Significance for the country
The project ambitions go beyond the present state of the art. Thus the substantial contributions of the project to the research community are expected to be the following: The JSI approach to FOS identification (outlined in [**]l) builds on the use of modulating functions represents a fundamental contribution to the theory of FOS. The innovative procedure tuns to be computationally efficient, reliable and returns quality estimates even under substantial noise conditions. If we manage to put it into the algebraic framework, then we get an identification means that outpuerforms any of the known algorithms at the time being. Possible successful extensions towards non-linear dynamical FOS identification would open an entirely new branch of the fundamental research.  Novel health characterisation methods, relying on fractional order modelling and distribution of relaxation times as a side result, are expected to overcome the weaknesses of current EIS and equivalent models approaches. These methods have not been employed in the SOEC health monitoring so far. Reliable features guarantee timely identification of the degradation modes and timely accommodation actions.  New fundamental knowledge on different degradation mechanisms, which can induce the irreversible deterioration of the cells’ microstructure and performance. Using new instances of system characterization, such as DRT to characterize the systems, should provide characteristic frequencies for the different processes investigated.  New mitigation strategies are likely to be among the first results in the field.
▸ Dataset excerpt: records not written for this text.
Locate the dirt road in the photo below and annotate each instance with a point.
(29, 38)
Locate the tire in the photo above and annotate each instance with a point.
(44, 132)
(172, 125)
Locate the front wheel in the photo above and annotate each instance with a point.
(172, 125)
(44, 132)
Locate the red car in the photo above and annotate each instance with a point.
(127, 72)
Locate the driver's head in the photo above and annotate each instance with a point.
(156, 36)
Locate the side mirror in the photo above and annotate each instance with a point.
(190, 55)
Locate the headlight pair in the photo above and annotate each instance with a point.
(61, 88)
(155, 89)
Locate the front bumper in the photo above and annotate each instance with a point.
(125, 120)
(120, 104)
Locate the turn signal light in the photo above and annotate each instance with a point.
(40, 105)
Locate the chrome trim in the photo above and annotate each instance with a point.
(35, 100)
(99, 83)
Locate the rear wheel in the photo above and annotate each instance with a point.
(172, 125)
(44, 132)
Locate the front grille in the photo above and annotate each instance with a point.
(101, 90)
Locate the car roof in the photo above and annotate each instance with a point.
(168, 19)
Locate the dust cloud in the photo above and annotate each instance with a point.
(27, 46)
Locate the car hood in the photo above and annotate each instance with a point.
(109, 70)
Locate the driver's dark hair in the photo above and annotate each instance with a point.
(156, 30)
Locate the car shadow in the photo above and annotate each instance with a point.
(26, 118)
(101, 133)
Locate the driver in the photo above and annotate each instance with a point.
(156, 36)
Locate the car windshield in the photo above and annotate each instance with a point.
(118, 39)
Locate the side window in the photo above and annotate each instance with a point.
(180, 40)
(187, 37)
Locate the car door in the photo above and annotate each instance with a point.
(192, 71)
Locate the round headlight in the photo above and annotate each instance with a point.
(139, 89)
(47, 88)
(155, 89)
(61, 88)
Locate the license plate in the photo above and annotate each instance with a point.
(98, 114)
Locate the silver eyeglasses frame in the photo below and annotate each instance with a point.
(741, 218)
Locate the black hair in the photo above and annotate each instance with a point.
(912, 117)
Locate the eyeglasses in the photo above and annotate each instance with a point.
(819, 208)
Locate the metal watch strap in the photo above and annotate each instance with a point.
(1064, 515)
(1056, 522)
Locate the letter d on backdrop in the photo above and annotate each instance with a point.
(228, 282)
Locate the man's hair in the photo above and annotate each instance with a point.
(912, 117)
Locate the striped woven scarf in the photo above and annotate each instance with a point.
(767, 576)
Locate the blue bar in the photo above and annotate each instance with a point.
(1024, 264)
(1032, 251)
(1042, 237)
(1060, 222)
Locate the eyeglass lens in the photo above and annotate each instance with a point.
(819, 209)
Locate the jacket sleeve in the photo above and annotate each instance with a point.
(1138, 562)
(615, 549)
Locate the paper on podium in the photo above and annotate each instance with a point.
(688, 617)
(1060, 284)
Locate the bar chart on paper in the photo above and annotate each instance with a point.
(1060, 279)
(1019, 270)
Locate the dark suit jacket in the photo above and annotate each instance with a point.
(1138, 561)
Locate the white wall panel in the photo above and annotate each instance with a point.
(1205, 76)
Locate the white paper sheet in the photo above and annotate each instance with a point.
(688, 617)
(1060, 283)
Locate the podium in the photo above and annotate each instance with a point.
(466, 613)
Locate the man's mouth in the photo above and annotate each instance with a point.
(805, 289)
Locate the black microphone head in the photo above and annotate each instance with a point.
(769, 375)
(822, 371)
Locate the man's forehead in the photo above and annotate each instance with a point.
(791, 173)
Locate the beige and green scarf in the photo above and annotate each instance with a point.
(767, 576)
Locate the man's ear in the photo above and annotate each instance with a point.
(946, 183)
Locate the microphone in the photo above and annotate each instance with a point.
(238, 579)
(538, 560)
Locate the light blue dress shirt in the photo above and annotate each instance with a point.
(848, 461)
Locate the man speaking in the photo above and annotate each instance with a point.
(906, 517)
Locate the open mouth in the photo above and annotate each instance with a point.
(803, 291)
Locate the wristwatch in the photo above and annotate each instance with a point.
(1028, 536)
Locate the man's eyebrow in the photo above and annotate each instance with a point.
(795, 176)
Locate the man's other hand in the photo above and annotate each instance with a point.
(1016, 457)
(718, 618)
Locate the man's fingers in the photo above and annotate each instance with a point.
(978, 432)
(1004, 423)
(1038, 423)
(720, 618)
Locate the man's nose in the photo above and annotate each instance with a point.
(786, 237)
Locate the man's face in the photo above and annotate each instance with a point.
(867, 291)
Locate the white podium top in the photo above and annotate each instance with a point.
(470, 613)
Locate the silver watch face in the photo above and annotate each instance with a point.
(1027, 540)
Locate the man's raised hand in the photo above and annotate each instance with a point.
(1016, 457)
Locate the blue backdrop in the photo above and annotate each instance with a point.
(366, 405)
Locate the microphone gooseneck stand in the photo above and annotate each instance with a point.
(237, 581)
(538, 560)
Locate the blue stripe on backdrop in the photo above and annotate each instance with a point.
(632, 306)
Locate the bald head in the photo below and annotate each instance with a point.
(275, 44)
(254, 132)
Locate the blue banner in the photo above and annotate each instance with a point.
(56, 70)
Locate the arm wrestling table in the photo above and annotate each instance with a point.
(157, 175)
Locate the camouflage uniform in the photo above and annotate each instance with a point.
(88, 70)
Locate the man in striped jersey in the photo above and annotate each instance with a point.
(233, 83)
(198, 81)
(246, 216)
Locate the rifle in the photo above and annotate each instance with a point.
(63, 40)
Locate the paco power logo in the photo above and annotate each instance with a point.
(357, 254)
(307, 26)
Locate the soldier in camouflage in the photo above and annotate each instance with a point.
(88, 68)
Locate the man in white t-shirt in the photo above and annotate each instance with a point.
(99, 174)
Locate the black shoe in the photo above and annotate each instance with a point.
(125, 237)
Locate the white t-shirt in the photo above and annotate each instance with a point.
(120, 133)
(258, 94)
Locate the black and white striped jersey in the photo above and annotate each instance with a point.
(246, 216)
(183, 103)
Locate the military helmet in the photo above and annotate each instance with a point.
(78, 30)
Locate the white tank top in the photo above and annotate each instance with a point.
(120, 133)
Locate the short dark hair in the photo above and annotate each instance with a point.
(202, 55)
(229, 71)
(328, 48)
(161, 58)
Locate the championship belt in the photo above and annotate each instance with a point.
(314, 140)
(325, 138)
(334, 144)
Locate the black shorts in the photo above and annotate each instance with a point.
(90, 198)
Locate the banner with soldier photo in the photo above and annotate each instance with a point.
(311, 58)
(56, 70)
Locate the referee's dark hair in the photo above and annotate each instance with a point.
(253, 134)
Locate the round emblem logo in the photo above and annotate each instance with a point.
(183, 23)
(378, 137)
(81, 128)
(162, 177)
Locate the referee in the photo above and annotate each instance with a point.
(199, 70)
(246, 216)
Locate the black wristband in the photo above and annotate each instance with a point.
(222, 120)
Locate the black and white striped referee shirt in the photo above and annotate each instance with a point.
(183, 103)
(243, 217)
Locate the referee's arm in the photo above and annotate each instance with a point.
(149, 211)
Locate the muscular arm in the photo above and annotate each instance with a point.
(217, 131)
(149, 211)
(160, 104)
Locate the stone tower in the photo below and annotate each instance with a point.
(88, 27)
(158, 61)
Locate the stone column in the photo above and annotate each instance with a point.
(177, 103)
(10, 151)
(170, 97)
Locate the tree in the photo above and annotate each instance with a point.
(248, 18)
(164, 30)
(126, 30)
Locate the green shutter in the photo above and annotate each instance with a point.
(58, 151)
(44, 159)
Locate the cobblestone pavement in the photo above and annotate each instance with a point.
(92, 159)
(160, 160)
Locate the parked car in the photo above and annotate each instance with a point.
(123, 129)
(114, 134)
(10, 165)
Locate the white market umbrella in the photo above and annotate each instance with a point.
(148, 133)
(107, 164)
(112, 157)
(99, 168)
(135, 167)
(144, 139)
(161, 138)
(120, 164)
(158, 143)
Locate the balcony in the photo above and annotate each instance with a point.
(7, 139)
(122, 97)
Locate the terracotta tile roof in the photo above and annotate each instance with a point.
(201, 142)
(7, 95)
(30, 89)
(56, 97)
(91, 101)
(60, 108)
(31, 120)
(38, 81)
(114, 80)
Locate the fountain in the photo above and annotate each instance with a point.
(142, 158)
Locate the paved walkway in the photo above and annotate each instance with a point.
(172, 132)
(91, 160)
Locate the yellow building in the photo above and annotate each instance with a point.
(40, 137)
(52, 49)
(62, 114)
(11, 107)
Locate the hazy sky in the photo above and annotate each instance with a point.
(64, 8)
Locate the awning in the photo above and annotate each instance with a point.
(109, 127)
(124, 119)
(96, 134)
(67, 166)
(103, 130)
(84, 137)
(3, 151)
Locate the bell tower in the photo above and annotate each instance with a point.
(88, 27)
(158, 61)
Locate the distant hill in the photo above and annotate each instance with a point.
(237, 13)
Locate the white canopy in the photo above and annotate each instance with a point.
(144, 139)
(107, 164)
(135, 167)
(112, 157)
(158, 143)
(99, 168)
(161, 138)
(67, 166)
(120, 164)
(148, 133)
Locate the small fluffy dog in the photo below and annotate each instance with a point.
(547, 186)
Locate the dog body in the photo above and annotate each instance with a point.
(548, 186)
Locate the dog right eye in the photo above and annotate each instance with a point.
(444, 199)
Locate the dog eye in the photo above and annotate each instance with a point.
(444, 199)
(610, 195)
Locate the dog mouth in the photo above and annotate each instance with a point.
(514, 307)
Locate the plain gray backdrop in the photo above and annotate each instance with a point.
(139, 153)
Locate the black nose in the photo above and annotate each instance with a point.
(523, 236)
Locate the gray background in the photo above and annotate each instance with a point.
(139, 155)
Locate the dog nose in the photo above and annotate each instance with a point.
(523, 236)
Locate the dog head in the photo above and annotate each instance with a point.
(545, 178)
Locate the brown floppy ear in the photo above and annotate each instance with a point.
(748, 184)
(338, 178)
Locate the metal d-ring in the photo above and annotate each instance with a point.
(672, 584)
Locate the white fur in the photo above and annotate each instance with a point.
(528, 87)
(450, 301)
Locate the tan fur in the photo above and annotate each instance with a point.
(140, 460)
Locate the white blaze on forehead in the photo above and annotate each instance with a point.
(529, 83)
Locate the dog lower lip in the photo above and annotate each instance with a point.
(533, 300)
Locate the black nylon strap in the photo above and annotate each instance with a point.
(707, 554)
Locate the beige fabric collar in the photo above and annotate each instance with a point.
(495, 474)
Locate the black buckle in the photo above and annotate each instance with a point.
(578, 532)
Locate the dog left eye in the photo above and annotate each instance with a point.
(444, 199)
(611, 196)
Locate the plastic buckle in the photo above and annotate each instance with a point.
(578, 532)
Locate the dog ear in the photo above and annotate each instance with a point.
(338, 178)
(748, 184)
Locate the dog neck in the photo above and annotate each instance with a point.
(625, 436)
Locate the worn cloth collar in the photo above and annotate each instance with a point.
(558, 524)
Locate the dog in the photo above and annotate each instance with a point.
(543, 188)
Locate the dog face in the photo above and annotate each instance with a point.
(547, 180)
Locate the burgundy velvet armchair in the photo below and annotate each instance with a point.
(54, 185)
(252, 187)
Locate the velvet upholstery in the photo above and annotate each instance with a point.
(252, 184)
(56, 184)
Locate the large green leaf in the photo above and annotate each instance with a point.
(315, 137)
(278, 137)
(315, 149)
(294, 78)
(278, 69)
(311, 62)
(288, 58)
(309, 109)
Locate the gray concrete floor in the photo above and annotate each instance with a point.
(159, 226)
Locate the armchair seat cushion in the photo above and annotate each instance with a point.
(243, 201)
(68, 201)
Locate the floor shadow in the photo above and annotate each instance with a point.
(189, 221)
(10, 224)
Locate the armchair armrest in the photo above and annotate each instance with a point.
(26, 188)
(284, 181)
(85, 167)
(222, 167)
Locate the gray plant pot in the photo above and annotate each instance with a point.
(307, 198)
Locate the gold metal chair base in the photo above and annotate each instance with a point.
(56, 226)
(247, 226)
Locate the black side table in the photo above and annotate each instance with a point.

Correctve measurers at an early stage, when degradation is still reversible will serve to avoid failure and improve the reliability of SOECs. The anticipated project outputs will bring SOEC system control beyond the current state-of-the-art by changing the approach from one of failure detection approach to one of failure prediction and prevention. Based on long-term experiments, the TUG and JSI will create a rule base and quantitative models explaining how the pattern of features changes in the presence of a particular degradation mechanism. New instances of knowledge will help in long-term the EU manufacturers in the design and deployment of a new generation of endurable and reliable solid oxide electrolysis systems.